請再配合參閱第1及3圖,下肢復健裝置10的控制方法主要包含有下列步驟: Please refer to Figures 1 and 3 again. The control method of the lower limb rehabilitation device 10 mainly includes the following steps:
步驟a):決定使用者所欲執行之特定動作任務(如步行或登階),並將該動作任務分解為數個任務階段,而後將肌電訊號感測器70貼設於使用者在執行特定動作任務時會使用到的特定肌肉部位,例如選擇執行步行訓練時,可以依照步行動作的循環將肌電訊號感測器70分別貼設於膝關節的伸展肌與收縮肌、踝關節的伸展肌與收縮肌、膝關節的伸展肌與收縮肌,以及髖關節的伸展肌與收縮肌,假如選擇執行登階訓練時,可以依照登階動作的循環將肌電訊號感測器70分別貼設於慣用 腳的收縮肌及非慣用腳的收縮肌。在全部貼設完畢之後,再讓使用者根據所欲執行之特定動作任務進行多次測試訓練,在測試訓練的過程中,肌電訊號感測器70會感測使用者的肌電訊號,接著控制器80之訊號接收單元82會接收肌電訊號感測器70所感測的肌電訊號,再來訊號處理單元84會處理訊號接收單元82所接收之肌電訊號,並將測試結果顯示於人機介面90。 Step a): determining a specific action task (such as walking or stepping) that the user wants to perform, and decomposing the action task into several task phases, and then affixing the myoelectric signal sensor 70 to the user to perform specific Specific muscle parts that are used during the movement task. For example, when performing walking training, the electromyography sensor 70 can be attached to the extension muscles of the knee joint and the extension muscles of the contraction muscle and the ankle joint according to the cycle of the walking motion. With the contraction muscle, the extension and contraction muscles of the knee joint, and the extension and contraction muscles of the hip joint, if the exercise training is selected, the myoelectric signal sensor 70 can be respectively attached to the cycle of the step movement. Idiomatic The contractile muscles of the feet and the contracting muscles of the non-dominant feet. After all the stickers are completed, the user is allowed to perform multiple test trainings according to the specific action task to be performed. During the test training, the myoelectric signal sensor 70 senses the user's myoelectric signal, and then The signal receiving unit 82 of the controller 80 receives the myoelectric signal sensed by the myoelectric signal sensor 70, and the signal processing unit 84 processes the myoelectric signal received by the signal receiving unit 82, and displays the test result on the person. Machine interface 90.

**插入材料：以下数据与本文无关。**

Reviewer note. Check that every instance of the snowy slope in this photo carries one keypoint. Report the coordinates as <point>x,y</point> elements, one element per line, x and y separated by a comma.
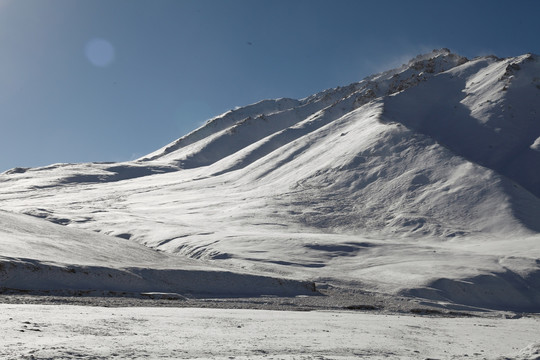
<point>422,180</point>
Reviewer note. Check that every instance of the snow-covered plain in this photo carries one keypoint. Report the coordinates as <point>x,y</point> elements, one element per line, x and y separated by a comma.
<point>422,181</point>
<point>75,332</point>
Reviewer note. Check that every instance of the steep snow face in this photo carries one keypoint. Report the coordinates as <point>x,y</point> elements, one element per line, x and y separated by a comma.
<point>426,172</point>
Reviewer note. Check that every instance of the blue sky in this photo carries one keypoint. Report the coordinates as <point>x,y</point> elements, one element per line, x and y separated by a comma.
<point>112,80</point>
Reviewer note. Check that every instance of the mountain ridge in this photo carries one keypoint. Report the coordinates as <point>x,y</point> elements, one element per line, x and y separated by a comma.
<point>432,165</point>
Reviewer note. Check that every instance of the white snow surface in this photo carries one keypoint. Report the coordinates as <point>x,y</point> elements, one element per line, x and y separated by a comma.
<point>422,180</point>
<point>68,332</point>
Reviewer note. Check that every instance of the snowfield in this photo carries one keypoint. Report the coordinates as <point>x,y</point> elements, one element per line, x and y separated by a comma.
<point>419,183</point>
<point>67,332</point>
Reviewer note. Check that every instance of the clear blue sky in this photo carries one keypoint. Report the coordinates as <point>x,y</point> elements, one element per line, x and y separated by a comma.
<point>111,80</point>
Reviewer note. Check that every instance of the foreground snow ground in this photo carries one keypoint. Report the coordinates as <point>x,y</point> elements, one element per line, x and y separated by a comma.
<point>84,332</point>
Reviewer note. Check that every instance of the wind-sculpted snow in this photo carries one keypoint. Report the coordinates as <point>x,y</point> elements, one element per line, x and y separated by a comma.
<point>432,167</point>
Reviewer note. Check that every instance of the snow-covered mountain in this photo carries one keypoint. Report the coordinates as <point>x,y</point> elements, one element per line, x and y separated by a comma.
<point>422,180</point>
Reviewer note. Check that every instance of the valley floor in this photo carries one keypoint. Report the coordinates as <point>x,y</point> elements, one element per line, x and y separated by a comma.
<point>127,328</point>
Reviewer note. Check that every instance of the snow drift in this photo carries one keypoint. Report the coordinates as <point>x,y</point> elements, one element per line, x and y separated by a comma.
<point>415,180</point>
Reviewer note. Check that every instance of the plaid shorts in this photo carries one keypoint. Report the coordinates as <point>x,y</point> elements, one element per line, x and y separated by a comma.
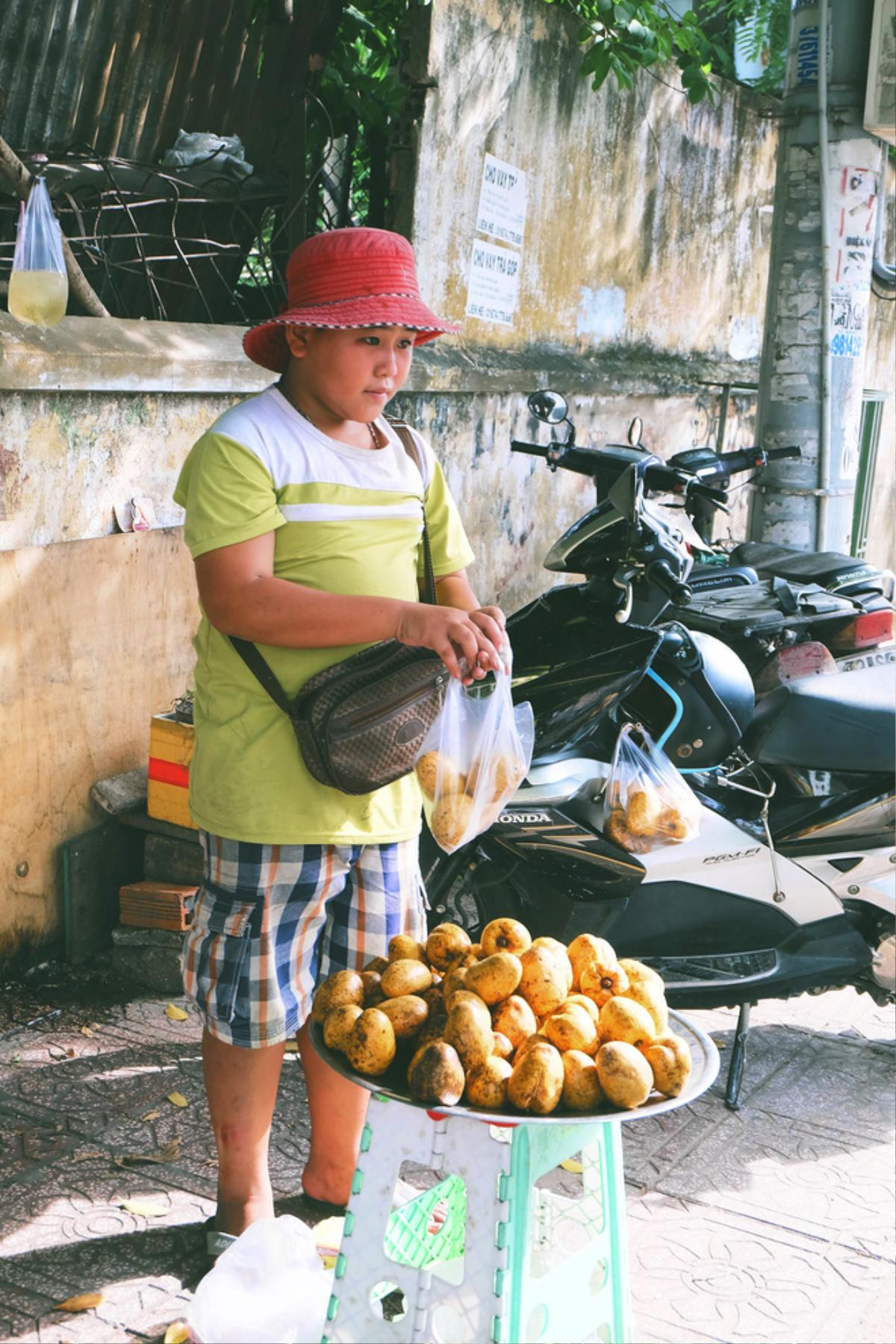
<point>270,921</point>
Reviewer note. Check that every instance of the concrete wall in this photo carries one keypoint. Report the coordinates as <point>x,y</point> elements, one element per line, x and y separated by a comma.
<point>642,285</point>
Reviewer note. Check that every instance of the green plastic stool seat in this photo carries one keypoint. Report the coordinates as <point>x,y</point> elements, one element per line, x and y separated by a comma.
<point>512,1261</point>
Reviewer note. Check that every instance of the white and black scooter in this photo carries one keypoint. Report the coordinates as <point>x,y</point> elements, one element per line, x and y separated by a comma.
<point>790,883</point>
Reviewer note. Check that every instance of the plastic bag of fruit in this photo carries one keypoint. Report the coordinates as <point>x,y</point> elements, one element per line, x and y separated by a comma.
<point>648,803</point>
<point>473,759</point>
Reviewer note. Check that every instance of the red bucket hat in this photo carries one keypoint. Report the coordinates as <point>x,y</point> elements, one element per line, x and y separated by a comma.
<point>347,277</point>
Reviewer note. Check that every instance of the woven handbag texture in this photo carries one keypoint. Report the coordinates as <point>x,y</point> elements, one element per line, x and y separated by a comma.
<point>361,724</point>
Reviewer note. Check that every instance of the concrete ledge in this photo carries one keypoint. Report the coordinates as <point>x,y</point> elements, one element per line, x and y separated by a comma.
<point>99,354</point>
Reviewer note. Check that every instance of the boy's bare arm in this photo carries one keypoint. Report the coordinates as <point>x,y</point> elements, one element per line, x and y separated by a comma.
<point>240,596</point>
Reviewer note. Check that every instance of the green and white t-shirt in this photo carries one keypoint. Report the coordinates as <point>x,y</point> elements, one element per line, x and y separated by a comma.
<point>346,520</point>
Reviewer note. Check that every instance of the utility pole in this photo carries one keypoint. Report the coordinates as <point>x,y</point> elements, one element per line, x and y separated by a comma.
<point>813,359</point>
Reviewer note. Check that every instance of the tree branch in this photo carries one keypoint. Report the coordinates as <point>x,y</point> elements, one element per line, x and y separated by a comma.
<point>20,181</point>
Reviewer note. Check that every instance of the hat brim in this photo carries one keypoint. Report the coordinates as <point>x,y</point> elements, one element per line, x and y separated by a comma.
<point>267,343</point>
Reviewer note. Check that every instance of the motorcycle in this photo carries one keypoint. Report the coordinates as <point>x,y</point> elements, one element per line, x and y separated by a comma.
<point>788,613</point>
<point>782,892</point>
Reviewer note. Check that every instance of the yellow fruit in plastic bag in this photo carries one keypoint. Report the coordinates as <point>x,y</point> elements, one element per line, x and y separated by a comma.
<point>494,777</point>
<point>435,771</point>
<point>452,816</point>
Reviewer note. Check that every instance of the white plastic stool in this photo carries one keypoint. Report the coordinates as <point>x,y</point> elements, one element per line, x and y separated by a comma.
<point>520,1263</point>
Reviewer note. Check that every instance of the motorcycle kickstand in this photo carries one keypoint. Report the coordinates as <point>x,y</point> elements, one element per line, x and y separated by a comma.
<point>738,1057</point>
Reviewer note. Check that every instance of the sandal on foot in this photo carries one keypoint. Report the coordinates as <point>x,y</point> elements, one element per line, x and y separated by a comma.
<point>217,1242</point>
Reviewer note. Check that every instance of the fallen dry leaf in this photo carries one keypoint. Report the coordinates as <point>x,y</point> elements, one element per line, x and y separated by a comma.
<point>81,1303</point>
<point>166,1155</point>
<point>144,1209</point>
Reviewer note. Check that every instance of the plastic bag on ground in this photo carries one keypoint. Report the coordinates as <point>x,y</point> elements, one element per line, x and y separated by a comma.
<point>269,1288</point>
<point>473,759</point>
<point>648,803</point>
<point>38,281</point>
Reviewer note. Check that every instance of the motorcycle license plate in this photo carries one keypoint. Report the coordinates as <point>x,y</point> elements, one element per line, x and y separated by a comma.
<point>867,659</point>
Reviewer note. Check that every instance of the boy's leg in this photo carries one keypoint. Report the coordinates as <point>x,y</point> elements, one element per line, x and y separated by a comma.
<point>383,895</point>
<point>337,1110</point>
<point>240,1086</point>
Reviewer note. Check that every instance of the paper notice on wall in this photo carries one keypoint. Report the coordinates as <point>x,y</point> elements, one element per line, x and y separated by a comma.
<point>501,211</point>
<point>494,290</point>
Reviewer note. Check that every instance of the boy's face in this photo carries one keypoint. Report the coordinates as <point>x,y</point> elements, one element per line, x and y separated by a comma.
<point>354,373</point>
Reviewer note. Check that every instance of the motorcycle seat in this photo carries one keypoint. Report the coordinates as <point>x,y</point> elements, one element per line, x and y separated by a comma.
<point>840,722</point>
<point>830,569</point>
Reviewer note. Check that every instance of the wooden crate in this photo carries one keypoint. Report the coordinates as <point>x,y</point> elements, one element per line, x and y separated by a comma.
<point>171,749</point>
<point>156,905</point>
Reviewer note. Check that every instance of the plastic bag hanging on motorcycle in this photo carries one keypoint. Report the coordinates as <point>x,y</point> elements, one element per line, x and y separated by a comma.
<point>473,759</point>
<point>648,803</point>
<point>38,281</point>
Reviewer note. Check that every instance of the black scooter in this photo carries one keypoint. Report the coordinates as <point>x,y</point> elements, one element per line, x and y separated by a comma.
<point>782,892</point>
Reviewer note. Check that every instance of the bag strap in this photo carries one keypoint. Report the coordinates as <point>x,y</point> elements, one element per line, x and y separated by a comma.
<point>249,652</point>
<point>413,450</point>
<point>255,663</point>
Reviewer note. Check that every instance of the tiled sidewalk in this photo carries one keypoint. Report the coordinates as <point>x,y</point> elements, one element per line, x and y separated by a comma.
<point>770,1225</point>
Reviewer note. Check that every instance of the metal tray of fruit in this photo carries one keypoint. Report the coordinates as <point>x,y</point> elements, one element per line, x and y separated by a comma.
<point>704,1068</point>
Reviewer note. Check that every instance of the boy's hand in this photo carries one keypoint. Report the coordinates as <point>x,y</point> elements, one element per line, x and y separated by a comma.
<point>476,636</point>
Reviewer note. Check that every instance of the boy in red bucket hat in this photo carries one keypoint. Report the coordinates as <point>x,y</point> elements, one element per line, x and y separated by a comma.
<point>304,517</point>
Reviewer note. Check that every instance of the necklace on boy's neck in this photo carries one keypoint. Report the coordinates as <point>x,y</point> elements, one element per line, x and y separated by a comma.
<point>305,416</point>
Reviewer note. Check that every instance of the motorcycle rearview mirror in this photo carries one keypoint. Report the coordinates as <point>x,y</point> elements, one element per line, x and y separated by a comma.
<point>550,408</point>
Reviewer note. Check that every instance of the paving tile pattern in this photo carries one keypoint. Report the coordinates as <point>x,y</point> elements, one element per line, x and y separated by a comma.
<point>774,1223</point>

步驟b):開始執行使用者所選擇的特定動作任務,在執行過程中,動作產生單元86會依序產生動作階段,同時肌電訊號感測器70會感測使用者的肌電訊號,接著控制器80之訊號接收單元82會接收肌電訊號感測器70所感測的肌電訊號。 Step b): starting to execute a specific action task selected by the user. During the execution process, the action generating unit 86 sequentially generates an action phase, and the myoelectric signal sensor 70 senses the user's myoelectric signal, and then The signal receiving unit 82 of the controller 80 receives the myoelectric signal sensed by the myoelectric signal sensor 70.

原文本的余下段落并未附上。